Synchronous Streaming

Processing Files

from myspellchecker.core.streaming import StreamingChecker

streaming = StreamingChecker(checker)

with open("document.txt", encoding="utf-8") as f:
    for result in streaming.check_stream(f):
        if result.response.has_errors:
            for error in result.response.errors:
                print(f"Line {result.line_number}: {error.text}")

Processing Different Input Types

# From file handle
with open("file.txt") as f:
    for result in streaming.check_stream(f):
        pass

# From StringIO
from io import StringIO
text_io = StringIO("Line 1\nLine 2\nLine 3")
for result in streaming.check_stream(text_io):
    pass

# From any iterable
lines = ["Line 1", "Line 2", "Line 3"]
for result in streaming.check_stream(iter(lines)):
    pass

Sentence-by-Sentence Processing

Process text by sentences with context preservation:
text = """
ဤစာကြောင်းသည် ပထမစာကြောင်းဖြစ်သည်။
ဒုတိယစာကြောင်းသည် ပိုရှည်သည်။
"""

for result in streaming.check_sentences(text):
    print(f"Sentence {result.chunk_index}: {result.response.text}")
    if result.response.has_errors:
        print(f"  Errors: {result.response.errors}")

Cross-Sentence Context

When enable_cross_sentence_context=True, the checker validates using context from the previous sentence:
config = StreamingConfig(enable_cross_sentence_context=True)
streaming = StreamingChecker(checker, config=config)

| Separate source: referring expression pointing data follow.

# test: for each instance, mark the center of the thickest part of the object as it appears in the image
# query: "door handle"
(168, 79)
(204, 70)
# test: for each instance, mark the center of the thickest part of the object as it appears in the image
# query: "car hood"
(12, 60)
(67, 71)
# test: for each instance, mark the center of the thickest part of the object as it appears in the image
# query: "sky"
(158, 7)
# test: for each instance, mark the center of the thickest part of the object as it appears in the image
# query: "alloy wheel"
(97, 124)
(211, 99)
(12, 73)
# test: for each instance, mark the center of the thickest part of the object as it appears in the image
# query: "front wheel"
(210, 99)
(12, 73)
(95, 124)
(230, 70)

for result in streaming.check_sentences(text):
    pass

Async Streaming

Basic Async

import asyncio
import aiofiles
from myspellchecker import SpellChecker
from myspellchecker.core.streaming import StreamingChecker

async def process_file():
    checker = SpellChecker()
    streaming = StreamingChecker(checker)

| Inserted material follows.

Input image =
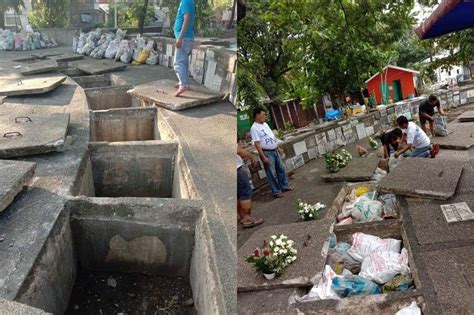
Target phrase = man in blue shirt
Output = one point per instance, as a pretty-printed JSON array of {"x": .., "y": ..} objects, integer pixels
[{"x": 184, "y": 33}]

    async with aiofiles.open("large_file.txt") as f:
        async for result in streaming.check_stream_async(f):
            if result.response.has_errors:
                for error in result.response.errors:
                    print(f"Line {result.line_number}: {error.text}{error.suggestions}")

asyncio.run(process_file())

Async with Timeout

config = StreamingConfig(timeout_per_chunk=10.0)
streaming = StreamingChecker(checker, config=config)

async for result in streaming.check_stream_async(reader):
    if "error" in result.response.metadata:
        print(f"Timeout on line {result.line_number}")

Cancellation

async def cancellable_check(filepath: str, cancel_event: asyncio.Event):
    checker = SpellChecker()
    streaming = StreamingChecker(checker)

    async def read_lines():
        import aiofiles
        async with aiofiles.open(filepath) as f:
            async for line in f:
                if cancel_event.is_set():
                    return
                yield line

    try:
        async for result in streaming.check_stream_async(read_lines()):
            if cancel_event.is_set():
                break
            print(f"Checked line {result.line_number}")
    except asyncio.CancelledError:
        print("Processing was cancelled")
        raise

Graceful Shutdown

import signal

async def graceful_streaming():
    checker = SpellChecker()
    streaming = StreamingChecker(checker)
    shutdown_event = asyncio.Event()

    def handle_signal():
        shutdown_event.set()

    loop = asyncio.get_event_loop()
    loop.add_signal_handler(signal.SIGINT, handle_signal)
    loop.add_signal_handler(signal.SIGTERM, handle_signal)

    async def read_lines():
        for i in range(10000):
            if shutdown_event.is_set():
                return
            yield f"Line {i}\n"
            await asyncio.sleep(0.001)

    async for result in streaming.check_stream_async(read_lines()):
        if shutdown_event.is_set():
            print("Shutting down gracefully...")
            break
        print(f"Checked line {result.line_number}")

Progress Tracking

Progress Callbacks

from myspellchecker.core.streaming import StreamingConfig, StreamingStats

def on_progress(stats: StreamingStats):
    print(f"Progress: {stats.lines_processed} lines, "
          f"{stats.lines_per_second:.1f} lines/sec, "
          f"Memory: {stats.current_memory_mb:.1f}MB")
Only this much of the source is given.